In this paper, we consider the dynamic multi-depot electric vehicle routing problem with time windows, proposing a novel hybrid framework, integrating knowledge-guided multi-agent deep reinforcement learning (MARL) and a variable neighborhood search (VNS) algorithm. The MARL component employs a double-deep Q-network for initial route generation, which is further refined by the VNS to enhance solution quality.
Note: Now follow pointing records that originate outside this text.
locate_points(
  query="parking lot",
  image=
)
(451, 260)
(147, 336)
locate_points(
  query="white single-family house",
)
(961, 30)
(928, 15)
Real-time decision-making and adaptive optimization enable the framework to respond effectively to dynamic changes in the environment, leading to improved efficiency, reduced costs, and enhanced overall performance. Extensive experiments on both synthetic and real-world benchmark datasets, demonstrate the framework’s superiority over state-of-the-art algorithms, showing significant improvements in total traveled distance, computation time, and scalability. The results indicate over 70% reduction in the average total traveled distance compared to state-of-the-art baselines on small-scale datasets. Importantly, the framework’s ability to handle large-scale problems effectively makes it a promising solution for real-world applications.

Abstract Image

基于知识引导的混合深度强化学习的动态多车场电动车路径问题
针对带时间窗的动态多站点电动车路径问题,提出了一种融合知识引导的多智能体深度强化学习(MARL)和变邻域搜索(VNS)算法的混合路径框架。MARL组件采用双深q网络进行初始路由生成,经过VNS的进一步细化,提高了解决方案的质量。实时决策和自适应优化使框架能够有效地响应环境中的动态变化,从而提高效率,降低成本,增强整体性能。在合成和真实基准数据集上进行的大量实验表明,该框架优于最先进的算法,在总行进距离、计算时间和可扩展性方面都有显著改进。结果表明,与小规模数据集上最先进的基线相比,平均总行驶距离减少了70%以上。重要的是,该框架有效处理大规模问题的能力使其成为现实世界应用程序的有前途的解决方案。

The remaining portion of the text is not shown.